‘Jimmy, I want to apologise to you for my behaviour the other day. My little outburst.’
He brushed the apology away with a careless hand, but I continued.
‘No, really. I know it all seems extremely… oh, I don’t know… unlikely… unbalanced … unbelievable…’
‘Pretty much any word starting with “un” then?’
I laughed. He had always been able to make me laugh.
‘It’s just that what I know to be completely and unequivocally true, keeps being proved to be false. It’s very unsettling.’
He took a long sip of his coffee before replying. ‘I’m sure it must be. And frustrating too.’
There was something in his voice, something I’d not heard from anyone else, and it made me drop the forkful of cake which was halfway to my mouth.
‘Do you believe me?’ I realised that in all my protestations, I had never asked that precise question of anyone.
His deep blue eyes held mine in a gaze that a person could drown in, if they weren’t careful.
‘I believe that you believe it, wholeheartedly and completely. And I can see what trying to convince the rest of us is doing to you.’ He was quiet for a moment and I almost spoke then – thank God I didn’t, or I would never have heard him finish in a whisper, ‘And it’s heartbreaking to see you like this.’
I hadn’t realised his words had made me cry until he lifted my face gently with his finger and dabbed at my eyes with the folded serviette. His voice was still soft and low. ‘And I’ve certainly never seen you cry this much, not even when you kept falling off your bike when you were about eight years old.’
I gave a rather unladylike sniff, but his words had done the trick, he’d made me smile.

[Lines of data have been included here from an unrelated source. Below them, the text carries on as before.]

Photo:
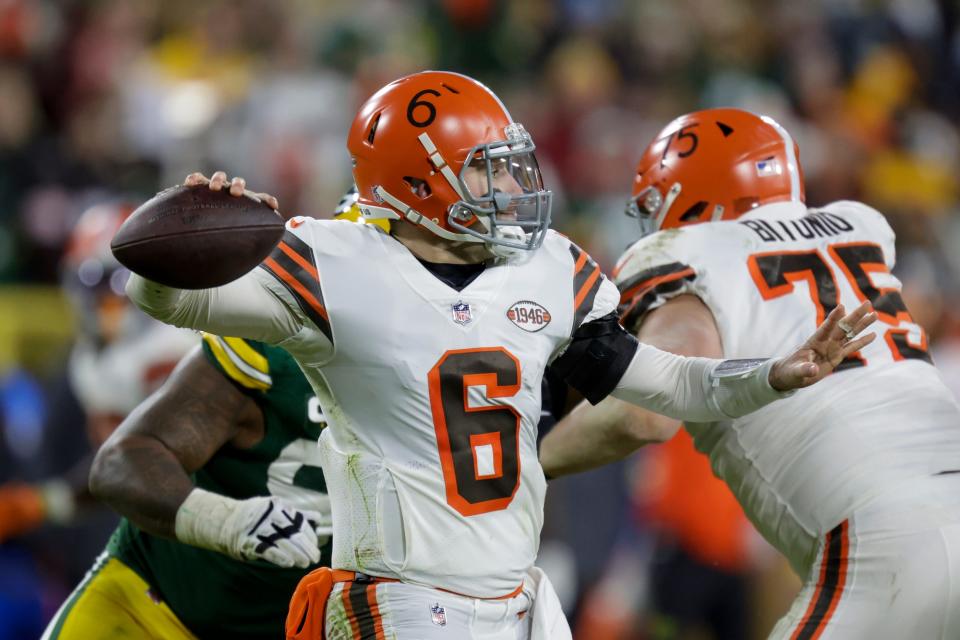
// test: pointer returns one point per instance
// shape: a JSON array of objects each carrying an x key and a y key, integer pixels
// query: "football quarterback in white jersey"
[
  {"x": 436, "y": 491},
  {"x": 852, "y": 479}
]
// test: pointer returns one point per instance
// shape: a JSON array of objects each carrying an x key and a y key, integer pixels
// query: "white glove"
[{"x": 261, "y": 528}]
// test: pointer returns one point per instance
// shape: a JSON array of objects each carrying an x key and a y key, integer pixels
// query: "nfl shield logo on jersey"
[
  {"x": 438, "y": 615},
  {"x": 461, "y": 312}
]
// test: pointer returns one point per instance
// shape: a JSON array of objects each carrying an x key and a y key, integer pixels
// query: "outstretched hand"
[
  {"x": 237, "y": 187},
  {"x": 833, "y": 341}
]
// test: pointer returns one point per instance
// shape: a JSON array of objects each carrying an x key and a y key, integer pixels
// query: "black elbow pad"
[{"x": 597, "y": 357}]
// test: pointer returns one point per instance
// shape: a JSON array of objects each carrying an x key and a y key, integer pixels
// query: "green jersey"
[{"x": 214, "y": 595}]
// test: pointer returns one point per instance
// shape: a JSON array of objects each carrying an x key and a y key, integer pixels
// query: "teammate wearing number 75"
[
  {"x": 436, "y": 490},
  {"x": 856, "y": 480}
]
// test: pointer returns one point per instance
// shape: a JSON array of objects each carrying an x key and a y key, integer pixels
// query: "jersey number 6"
[{"x": 479, "y": 444}]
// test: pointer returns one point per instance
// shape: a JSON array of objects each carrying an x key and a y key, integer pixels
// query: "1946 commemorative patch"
[{"x": 528, "y": 315}]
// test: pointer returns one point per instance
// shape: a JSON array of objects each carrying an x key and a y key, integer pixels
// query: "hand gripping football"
[{"x": 195, "y": 238}]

‘Oh, I’ve certainly cried plenty in the last five years, more than you’ll ever know.’
‘What about?’
Here it was. The moment to either back right off or plunge in regardless.
‘About losing you. When you saved my life, and lost yours. You’ve no idea what that did to me. You’ve no idea how much I’ve missed you.’
And this was his chance to jump in with the head-injury-amnesia-soon-all-be-fixed platitude. But he did none of that. This was Jimmy; the boy who had loved me when we were children and the man he had now become. I could trust him with anything. I could trust him with the truth.
‘Tell me,’ he urged.
And so, in the dwindling afternoon light and by the flickering flames of the fire, I started at the beginning, from the night of the accident, and didn’t stop until I had reached the end.
8
We were the last two customers to leave the coffee shop. We realised we had overstayed our welcome when the owner had stopped being subtle about it and had swept the floor, upended the chairs on the vacant tables and switched off almost all the lights.
I apologised for keeping them, while Jimmy lifted my coat from the rack and held it out for me to slip on. He settled the jacket upon my shoulders, and somehow it just seemed natural for his arm to remain there as he guided me towards the door.
‘My car’s just around the corner, I’ll drop you back home before your father sends out a search party.’
The cold December air bit sharply against us in a gust of wind as we walked along the quiet streets, but I didn’t seem to feel the cold, not with his body walking in sync so closely beside mine. I knew I was in dangerous territory here. A door had opened sometime that afternoon and I’d walked blithely through it without a backward glance. But now I could see that before adding any further complications to the equation, I first needed to resolve the thousand or so unanswered questions that were standing in my way. Although, damn it, it felt so good, so right to be walking like this by Jimmy’s side. How could I not have seen this before?
The drive back to my house took only five minutes and when we pulled up to the kerb, I noticed the instant responding twitch of the curtain in the front room.
I gave a small laugh in disbelief.
‘Can you believe my dad is actually peeking out through the curtains to check up on me? This is just like being a teenager all over again.’
He ducked his head and leaned across me to view the front of my house through the passenger window. I caught the light fragrance of his aftershave, and the clean smell of shampoo, before he straightened back up. I breathed in the tantalising combination more deeply, as though to commit it to memory.
What was I doing here? I had no right to be thinking these thoughts. Jimmy and I had never been romantically involved, not once, not ever, for there had always been Matt. And there still was Matt, I had to remind myself. I wasn’t free to be thinking this way.